As the decade dawned, it was cheaper and easier than ever before to create and transmit a text, an image, or an audio or video recording. That transmission, in turn, had a bigger chance of reaching an audience. People didn’t waste that opportunity: Both the volume and the variety of widely available speech exploded. Whole new media ecosystems appeared. Budding musicians did an end run around the record labels, sketch comics did an end run around cable TV, and YouTube DIYers did an end run around licensed plumbers and repairmen. In the political world, the Overton window widened and a flood of oddball ideological tribes poured in—some of them rather unappealing, but that’s how it goes with unfettered expression.

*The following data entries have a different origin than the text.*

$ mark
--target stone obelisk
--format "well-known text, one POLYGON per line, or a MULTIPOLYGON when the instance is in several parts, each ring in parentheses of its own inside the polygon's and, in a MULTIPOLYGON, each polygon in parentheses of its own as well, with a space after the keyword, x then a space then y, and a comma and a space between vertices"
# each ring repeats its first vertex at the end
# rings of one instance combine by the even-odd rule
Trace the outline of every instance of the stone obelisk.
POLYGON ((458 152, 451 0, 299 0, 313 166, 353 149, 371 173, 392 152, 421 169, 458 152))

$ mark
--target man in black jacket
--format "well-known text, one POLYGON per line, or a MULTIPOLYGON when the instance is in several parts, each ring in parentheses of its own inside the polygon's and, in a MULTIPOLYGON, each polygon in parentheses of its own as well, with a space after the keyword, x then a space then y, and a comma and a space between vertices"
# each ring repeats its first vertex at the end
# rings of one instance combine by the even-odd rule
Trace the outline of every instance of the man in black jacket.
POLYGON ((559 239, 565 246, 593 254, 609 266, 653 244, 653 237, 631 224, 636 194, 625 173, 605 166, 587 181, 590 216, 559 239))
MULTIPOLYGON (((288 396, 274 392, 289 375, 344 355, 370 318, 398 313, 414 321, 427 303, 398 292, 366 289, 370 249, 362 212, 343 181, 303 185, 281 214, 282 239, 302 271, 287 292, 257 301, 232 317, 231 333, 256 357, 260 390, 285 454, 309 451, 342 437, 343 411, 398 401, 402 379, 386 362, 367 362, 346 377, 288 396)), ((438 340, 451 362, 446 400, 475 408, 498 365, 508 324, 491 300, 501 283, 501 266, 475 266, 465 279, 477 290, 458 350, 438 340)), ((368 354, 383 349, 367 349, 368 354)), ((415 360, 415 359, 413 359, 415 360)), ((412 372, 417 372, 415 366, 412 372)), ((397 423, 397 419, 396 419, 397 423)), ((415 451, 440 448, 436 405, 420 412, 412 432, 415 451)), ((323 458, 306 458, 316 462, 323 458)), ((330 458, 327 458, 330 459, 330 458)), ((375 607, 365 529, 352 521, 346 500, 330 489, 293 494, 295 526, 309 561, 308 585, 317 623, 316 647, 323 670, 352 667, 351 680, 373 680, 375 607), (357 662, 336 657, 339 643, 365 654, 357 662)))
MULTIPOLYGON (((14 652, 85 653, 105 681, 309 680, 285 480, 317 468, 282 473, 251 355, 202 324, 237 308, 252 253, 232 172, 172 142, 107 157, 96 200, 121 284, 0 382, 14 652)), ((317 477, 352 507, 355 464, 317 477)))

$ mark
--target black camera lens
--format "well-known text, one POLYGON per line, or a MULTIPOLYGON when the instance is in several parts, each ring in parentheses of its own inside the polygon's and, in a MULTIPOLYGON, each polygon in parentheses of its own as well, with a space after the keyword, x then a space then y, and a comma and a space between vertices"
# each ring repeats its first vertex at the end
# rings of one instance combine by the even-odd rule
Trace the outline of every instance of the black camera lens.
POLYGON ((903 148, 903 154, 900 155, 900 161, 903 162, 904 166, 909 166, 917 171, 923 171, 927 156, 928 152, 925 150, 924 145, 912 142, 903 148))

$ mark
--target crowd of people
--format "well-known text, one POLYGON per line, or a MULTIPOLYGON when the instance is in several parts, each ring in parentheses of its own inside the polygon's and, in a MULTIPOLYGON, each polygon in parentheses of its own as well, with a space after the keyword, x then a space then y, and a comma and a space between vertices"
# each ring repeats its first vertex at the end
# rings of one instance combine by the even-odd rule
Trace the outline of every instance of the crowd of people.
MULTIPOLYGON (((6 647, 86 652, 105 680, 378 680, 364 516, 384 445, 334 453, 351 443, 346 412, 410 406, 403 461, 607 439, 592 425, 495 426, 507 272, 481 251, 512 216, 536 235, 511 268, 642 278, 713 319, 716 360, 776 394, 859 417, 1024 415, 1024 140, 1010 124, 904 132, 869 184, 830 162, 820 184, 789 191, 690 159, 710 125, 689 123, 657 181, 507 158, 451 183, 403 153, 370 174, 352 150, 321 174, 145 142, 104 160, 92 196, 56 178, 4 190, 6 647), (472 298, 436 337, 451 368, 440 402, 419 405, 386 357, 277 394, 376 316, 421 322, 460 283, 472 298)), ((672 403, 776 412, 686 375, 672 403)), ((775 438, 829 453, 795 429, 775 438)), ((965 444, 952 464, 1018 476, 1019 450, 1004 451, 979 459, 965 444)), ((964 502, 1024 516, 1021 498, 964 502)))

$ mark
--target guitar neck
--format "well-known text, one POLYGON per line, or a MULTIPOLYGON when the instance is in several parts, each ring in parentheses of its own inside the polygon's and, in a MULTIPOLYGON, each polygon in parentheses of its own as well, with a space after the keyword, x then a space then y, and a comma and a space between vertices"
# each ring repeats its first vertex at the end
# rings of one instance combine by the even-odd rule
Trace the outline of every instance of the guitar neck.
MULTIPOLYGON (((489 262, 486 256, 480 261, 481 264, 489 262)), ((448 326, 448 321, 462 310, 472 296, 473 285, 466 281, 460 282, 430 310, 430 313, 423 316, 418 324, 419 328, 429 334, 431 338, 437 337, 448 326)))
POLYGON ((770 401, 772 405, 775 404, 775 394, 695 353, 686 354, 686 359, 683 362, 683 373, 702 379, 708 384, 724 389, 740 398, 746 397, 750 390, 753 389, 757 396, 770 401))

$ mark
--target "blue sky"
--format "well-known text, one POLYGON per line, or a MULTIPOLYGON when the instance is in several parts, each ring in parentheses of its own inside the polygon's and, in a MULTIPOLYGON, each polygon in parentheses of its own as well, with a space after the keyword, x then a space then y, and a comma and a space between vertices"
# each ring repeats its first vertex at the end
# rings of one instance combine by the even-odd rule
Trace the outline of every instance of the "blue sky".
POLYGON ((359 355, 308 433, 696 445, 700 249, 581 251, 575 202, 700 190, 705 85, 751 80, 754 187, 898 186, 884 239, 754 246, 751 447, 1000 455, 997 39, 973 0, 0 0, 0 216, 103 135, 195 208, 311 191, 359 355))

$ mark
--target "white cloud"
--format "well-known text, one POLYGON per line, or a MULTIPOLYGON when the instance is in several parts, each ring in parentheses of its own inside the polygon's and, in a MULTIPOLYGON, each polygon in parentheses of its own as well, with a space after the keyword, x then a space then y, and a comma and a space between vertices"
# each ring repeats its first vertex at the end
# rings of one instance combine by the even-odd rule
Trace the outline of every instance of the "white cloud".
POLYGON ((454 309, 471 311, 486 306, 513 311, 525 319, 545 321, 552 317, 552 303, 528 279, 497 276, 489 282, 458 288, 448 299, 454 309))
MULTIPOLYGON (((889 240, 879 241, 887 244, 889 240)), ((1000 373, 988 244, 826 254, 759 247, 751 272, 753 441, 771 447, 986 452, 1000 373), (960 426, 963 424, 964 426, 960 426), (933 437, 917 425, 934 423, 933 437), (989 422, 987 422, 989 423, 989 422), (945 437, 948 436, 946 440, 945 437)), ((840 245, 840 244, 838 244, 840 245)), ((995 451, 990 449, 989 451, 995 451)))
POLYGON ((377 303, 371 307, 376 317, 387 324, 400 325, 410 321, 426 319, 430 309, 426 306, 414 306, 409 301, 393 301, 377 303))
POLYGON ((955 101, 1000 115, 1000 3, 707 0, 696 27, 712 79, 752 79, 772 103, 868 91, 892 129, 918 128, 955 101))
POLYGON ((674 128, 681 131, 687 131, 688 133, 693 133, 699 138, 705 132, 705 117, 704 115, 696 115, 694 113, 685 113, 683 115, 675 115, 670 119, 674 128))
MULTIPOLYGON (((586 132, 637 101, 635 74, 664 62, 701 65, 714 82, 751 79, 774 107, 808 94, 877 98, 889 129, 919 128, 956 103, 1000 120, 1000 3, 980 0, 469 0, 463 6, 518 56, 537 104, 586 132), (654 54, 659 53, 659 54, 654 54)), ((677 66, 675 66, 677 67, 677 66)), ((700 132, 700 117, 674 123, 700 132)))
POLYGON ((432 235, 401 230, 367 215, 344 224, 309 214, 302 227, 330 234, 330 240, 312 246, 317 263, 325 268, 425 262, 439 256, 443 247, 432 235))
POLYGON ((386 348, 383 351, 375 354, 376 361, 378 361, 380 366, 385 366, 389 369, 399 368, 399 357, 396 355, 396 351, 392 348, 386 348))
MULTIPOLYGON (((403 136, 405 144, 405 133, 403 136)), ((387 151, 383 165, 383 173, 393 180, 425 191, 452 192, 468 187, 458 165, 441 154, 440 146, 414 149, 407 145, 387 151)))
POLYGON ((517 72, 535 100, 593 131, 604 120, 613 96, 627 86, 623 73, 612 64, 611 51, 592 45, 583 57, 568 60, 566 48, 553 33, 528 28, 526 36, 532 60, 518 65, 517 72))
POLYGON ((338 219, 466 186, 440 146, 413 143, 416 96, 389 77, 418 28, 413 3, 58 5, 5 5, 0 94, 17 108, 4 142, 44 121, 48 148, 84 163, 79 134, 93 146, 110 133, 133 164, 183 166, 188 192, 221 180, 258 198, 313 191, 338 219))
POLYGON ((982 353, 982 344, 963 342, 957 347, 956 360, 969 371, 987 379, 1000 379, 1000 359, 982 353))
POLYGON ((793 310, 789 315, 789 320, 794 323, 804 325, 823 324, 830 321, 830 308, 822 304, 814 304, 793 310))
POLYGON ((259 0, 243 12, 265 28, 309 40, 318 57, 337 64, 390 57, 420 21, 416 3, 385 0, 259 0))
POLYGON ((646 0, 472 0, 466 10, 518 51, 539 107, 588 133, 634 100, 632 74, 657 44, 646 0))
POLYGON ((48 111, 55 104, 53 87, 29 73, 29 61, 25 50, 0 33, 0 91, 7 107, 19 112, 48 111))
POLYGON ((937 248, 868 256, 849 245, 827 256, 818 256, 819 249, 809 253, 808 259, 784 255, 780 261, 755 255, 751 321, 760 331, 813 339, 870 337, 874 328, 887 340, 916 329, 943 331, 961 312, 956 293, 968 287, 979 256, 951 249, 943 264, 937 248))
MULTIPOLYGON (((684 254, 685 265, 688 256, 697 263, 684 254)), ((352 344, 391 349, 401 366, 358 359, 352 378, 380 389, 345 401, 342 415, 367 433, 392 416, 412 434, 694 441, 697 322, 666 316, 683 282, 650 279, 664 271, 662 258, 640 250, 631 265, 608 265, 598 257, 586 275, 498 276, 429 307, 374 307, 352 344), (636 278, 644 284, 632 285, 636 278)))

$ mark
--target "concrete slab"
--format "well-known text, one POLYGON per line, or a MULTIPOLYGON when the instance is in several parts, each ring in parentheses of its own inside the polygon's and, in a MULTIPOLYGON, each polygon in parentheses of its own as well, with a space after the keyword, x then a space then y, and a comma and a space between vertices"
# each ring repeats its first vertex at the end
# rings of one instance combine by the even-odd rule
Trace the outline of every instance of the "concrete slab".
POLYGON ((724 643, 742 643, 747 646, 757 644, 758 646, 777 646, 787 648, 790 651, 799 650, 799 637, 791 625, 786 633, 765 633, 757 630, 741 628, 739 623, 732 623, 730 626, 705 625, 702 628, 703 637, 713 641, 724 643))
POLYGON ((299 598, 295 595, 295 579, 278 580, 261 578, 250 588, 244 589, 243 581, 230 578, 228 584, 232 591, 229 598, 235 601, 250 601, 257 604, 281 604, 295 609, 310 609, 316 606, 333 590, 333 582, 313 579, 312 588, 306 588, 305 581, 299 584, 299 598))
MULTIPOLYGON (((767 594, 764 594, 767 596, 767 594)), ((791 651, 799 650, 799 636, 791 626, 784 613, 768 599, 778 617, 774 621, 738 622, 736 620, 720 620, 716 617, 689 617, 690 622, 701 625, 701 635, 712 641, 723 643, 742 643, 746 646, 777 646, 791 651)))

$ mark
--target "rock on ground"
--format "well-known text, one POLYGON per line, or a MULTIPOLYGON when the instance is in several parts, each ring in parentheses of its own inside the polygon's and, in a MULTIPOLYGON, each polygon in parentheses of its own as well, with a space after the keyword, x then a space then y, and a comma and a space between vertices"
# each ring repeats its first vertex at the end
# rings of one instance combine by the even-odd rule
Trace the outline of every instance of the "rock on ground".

That in turn provoked a backlash, and for the last several years we’ve seen a series of efforts to clamp down on all that uncontrolled chatter. There have been heightened calls for censorship from the left, right, and center, sometimes directed at new sorts of speech (bots, code for printing weaponry) but usually aimed at targets that feel familiar (sex-work talk, terrorist propaganda, hate speech, marchers wearing masks), sometimes so familiar that they’re moldy (pornography, Russian subversion). Beyond that, there was a broader feeling of brittleness around all that unfamiliar or unpleasant expression; even critics who would never call for censorship sometimes went overboard when attributing ill effects to speech they disliked. Meanwhile, the biggest conduit for all those emerging ecosystems of expression—the internet—seemed to be growing not just more censored but more centralized, more surveilled, more controlled. That was true not just in purely online spaces but in the dissident movements that at times use cyberspace to organize and communicate. Around the world, it became clear that it wasn’t just protesters who were imitating and adapting each other’s tactics; the regimes that they were protesting watched and learned from each other too.

All of that raises the question: Did we just witness Peak Free Speech? Will the first half of this decade be remembered not just as a time when speech was less fettered than ever before but as a time when it was less fettered than it will ever be again?